Aku selalu bangga pada segenap pendiri media dakwah, termasuk pada Mom Andrea. Dari merekalah, dakwah media berkibar di jagat raya. Aku pun bangga pernah mengenal Mom Andrea meski hanya di dunia maya. Aku sangat bersyukur bisa menjadi bagian keluarga NarasiPost.com di ruang Tim Penulis Inti. Meski aku harus terus banyak belajar dan tertatih memperbaiki tulisan, aku tetap sangat bersyukur pada Ilahi yang telah mempertemukanku dengan NarasiPost.com dengan segala agendanya, termasuk serata challenge yang membawaku berlari atau bahkan terbang ke langit yang tinggi.
Secarik Persembahan
Tentang kata hati
Terbalut dalam untaian emosi
Mengalun indah dawai literasi
Terpatri dalam sanubari
Salam santun pada pemimpin redaksi
Idenya deras mengalir tiada henti
Naskah diseleksi begitu jeli
Agar menjelma naskah yang layak dikonsumsi
Serata challenge bukan sebatas ajang bergengsi
Di dalamnya banyak nasihat diri
Terlebih memuat dakwah literasi
Dengan meninggikan kalam Ilahi
Bukan kata tanpa arti
Susunannya menyimpan visi dan misi
Tak sebatas di muka bumi
Dawai literasi tegak menuju tempat yang abadi
Khatimah
فَإِذَا عَزَمْتَ فَتَوَكَّلْ عَلَى ٱللَّهِ
“Apabila kamu telah membulatkan tekad, maka bertawakallah kepada Allah.” (QS. Ali Imran: 159)
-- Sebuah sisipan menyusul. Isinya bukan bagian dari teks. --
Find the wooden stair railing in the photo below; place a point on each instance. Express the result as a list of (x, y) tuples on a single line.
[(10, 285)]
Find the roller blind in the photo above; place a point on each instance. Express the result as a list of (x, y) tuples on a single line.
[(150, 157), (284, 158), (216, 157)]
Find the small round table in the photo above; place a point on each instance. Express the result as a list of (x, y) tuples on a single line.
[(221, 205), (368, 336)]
Ayat inilah yang membuatku mendawamkan diri dalam challenge "Dawai Literasi." Aku telah berkomitmen untuk mengikutinya saat challenge ini belum dimulai, aku pun berusaha menunaikannya meski di akhir waktu atau mungkin telah lewat waktu. Sebuah komitmen yang telah ditegakkan, pantang untuk ditinggalkan. Apalagi apresiasi begitu besar yang diberikan oleh Bu Pemred memberikan afirmasi positif bagi para penulis. Semangat dakwah literasi dalam "Dawai Literasi" semoga menjadi hujah di tempat yang abadi. Semoga Allah meridai. Aamiin. []
Barakallah mbak Afi.. wah, ada puisinya juga..
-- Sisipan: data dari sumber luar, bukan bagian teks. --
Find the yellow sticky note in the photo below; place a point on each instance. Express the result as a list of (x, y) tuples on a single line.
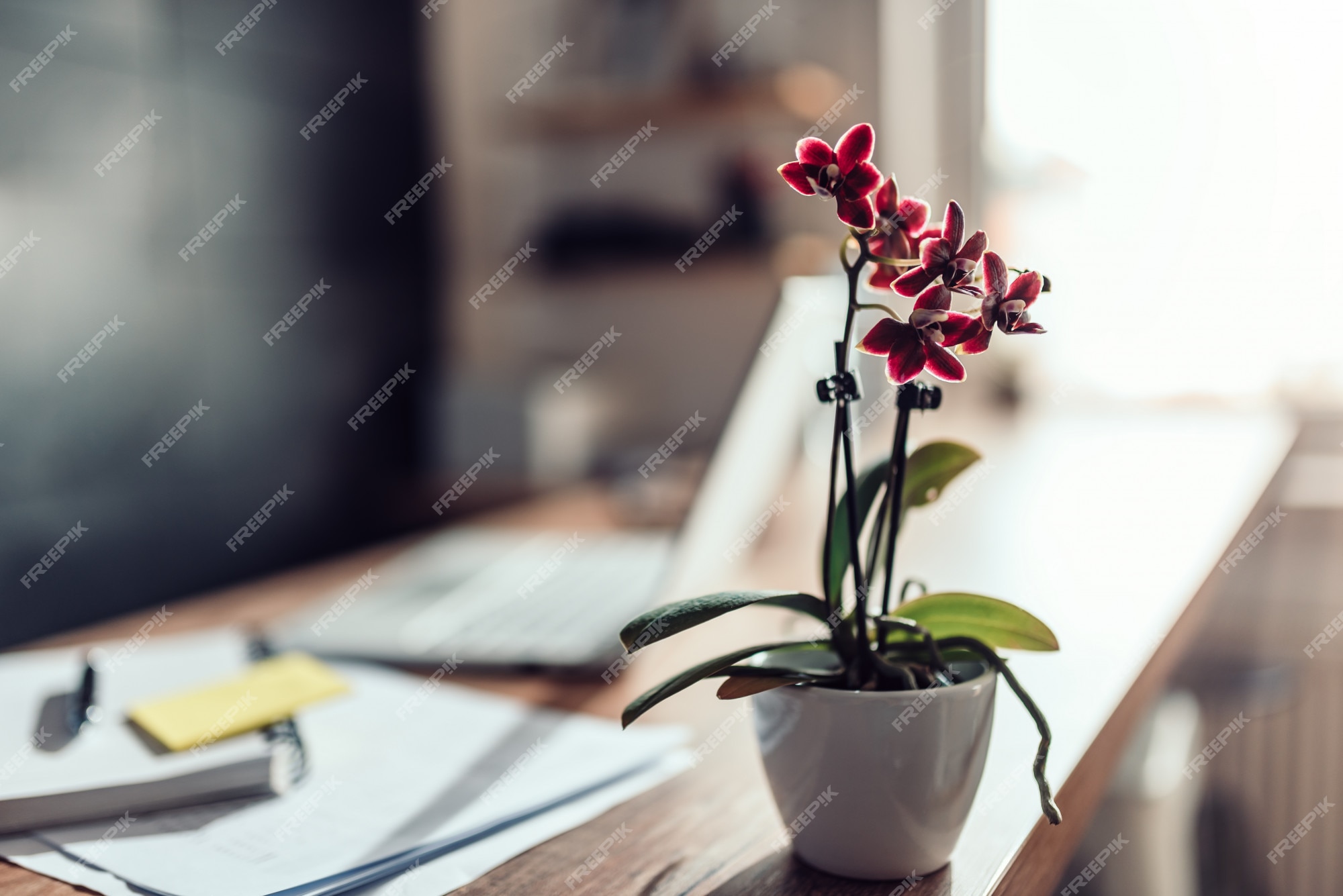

Masyaallah. Baca naskah ini serasa lagi baca puisi tapi berbentuk Story. Barakallah mba @Afiyah
ini sih senior banget dari kata per kata dalam kalimat tak tertandingi, barakallah mbk Afi mantul.
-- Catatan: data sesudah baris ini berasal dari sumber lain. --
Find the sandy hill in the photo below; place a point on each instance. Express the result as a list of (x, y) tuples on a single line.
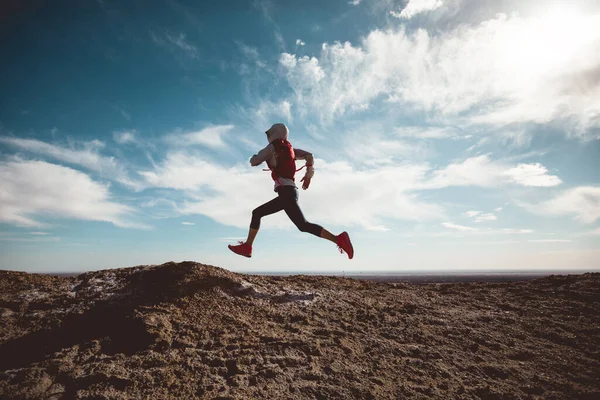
[(188, 330)]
Barakallahu fiik mbak Afiyah. Masyaallah, ternyata sudah berkomitmen untuk mengikuti meskipun challenge belum dimulai
Masyaallah tabarakallah suhu sastra ini selalu memukau naskahnya....penasaran sedari dahulu ingin belajar sastra klasik unik mb Afiyah. Apakah kau mau? Bebagi ilmu padaku? NGAREP.
Barakallah mbak Afi. Kita semua sedang belajar keluar dari zona nyaman.
Wah, saya harus belajar ini sama pakarnya bagaimana menulis story kental dengan sastra.
Kok saya membacanya seperti membaca pantun. Soalnya, kalimat-kalimat dalam paragraf-paragrafnya berima. Luar biasa, Mbak Afiyah ini. Baarakallaah, Mbak Maestro Sastra.